Monday, February 11, 2013

How much research?

This story touches on an issue that has been in the back of my mind for a while: how much of a university's resources, including faculty time, should be dedicated to research rather than teaching.  The value of having faculty engaged in research is often not obvious to students, and even some faculty would prefer to have their evaluation and rewards based solely on teaching.  As I see it, there are two purposes of academic research.  One is that good teaching depends on good thinking, and so teachers need to spend a lot of time and energy thinking about their field.  Research is the most active kind of engagement.  From an extensive study of university professors, Ken Bain finds that the best teachers are all active in their fields in some way.  This is probably obvious to any teacher/researcher.  The point of higher education is not to learn things from people who learned those things from other people for the purpose of teaching them.  The other benefit is that research is a kind of public good, with potentially widespread effects.  Every idea in every undergraduate textbook was once a piece of research that was known to and understood by very few, and these ideas have benefits far beyond the universities themselves.

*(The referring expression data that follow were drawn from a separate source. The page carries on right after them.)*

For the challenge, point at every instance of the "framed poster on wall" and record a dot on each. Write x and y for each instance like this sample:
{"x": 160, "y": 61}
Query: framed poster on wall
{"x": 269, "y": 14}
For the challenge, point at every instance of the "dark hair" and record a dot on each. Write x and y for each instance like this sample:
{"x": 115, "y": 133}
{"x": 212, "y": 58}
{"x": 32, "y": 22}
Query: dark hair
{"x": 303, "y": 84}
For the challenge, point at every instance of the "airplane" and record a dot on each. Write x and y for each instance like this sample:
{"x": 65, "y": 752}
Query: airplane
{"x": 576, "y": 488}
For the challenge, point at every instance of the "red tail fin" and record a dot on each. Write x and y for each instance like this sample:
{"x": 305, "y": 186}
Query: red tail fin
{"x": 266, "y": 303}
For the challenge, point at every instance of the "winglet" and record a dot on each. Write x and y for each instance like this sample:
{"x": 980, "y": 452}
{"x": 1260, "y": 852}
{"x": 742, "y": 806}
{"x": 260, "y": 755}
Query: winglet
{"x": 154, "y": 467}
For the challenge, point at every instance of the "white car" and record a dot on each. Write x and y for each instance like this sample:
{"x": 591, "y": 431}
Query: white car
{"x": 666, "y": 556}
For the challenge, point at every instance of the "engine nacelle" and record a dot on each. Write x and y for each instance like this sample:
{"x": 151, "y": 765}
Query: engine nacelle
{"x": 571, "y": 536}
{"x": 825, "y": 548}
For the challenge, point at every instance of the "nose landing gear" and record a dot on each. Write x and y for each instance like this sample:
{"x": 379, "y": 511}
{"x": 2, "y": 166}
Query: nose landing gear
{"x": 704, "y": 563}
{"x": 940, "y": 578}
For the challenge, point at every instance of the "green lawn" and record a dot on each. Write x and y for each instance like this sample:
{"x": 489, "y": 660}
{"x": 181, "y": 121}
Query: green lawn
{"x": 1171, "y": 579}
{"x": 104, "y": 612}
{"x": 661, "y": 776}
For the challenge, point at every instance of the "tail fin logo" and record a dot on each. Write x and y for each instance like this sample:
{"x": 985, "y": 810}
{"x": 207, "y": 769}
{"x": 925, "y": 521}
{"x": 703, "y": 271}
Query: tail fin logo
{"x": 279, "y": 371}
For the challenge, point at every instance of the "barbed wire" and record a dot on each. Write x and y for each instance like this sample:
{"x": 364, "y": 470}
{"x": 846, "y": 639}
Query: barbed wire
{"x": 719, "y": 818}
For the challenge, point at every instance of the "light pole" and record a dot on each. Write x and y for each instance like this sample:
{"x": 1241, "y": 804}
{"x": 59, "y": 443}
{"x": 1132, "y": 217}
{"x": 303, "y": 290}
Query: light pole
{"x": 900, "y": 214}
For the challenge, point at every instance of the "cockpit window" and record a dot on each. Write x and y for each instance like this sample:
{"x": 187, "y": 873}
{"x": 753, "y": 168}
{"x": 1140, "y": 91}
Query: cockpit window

I believe in the value of research in both senses, and I think that some colleges and universities do not support research enough; but I also suspect that research-oriented universities are too focused on research.  Although it would be extraordinarily difficult to measure, I would guess that the marginal benefit of research is fairly sharply declining, in both senses.  For the teaching part, doing lots of research rather than some research just isn't that beneficial.  (Frances Woolley says that research is a signal: i.e. that professors do research to demonstrate their intellectual quality.  I think this explanation is a little thin.  If you simply want to use research as this kind of measure, you don’t have to do lots and lots of it.  Quantity of output would be one dimension of the quality of a researcher, but it wouldn't be hard to focus on other measures that would minimize costs.)  It is more difficult to evaluate the question of what resources to devote to research for the sake of public knowledge.  The benefits of research are stochastic and may not become apparent until well after a project is completed.  Again, however, there has to be a declining marginal benefit: researchers will focus on their most promising projects first, and the projects that seem most promising ex ante will, on average, be the most fruitful ex post.  (There is also the question of whether tomorrow's knowledge is coming at a cost to today's students, and the more fundamental question of to what extent public universities are even intended to serve students' interests.)

Given the difficulty in assessing the benefits of research in any precise way, here is another way to consider the question.  Academic researchers (and administrators, most of whom are formerly active researchers) are influential in deciding how university resources are allocated.  Academics like doing research, and many of them only tolerate teaching as a necessary burden that comes with the research job.  Even those who don't actively dislike teaching would like to minimize their teaching loads.  If these same people have enough influence, there is no reason to think that resources are being allocated in a way that balances all the costs and benefits.  Personally, I think that a 2-2 course load is about right for an active researcher.  I think it would also be reasonable for universities to take a broad view of what kinds of intellectual activities are valuable for faculty members to engage in (like blogging!), although issues arise in evaluating anything other than traditional research.

What bothered me about the article was that some of the people quoted in it talk about university research as if it is a yes or no proposition--not acknowledging the difference between turning the University of Texas into a "downmarket trade school" and simply placing less emphasis on research--or talk about its benefits without consideration of the costs.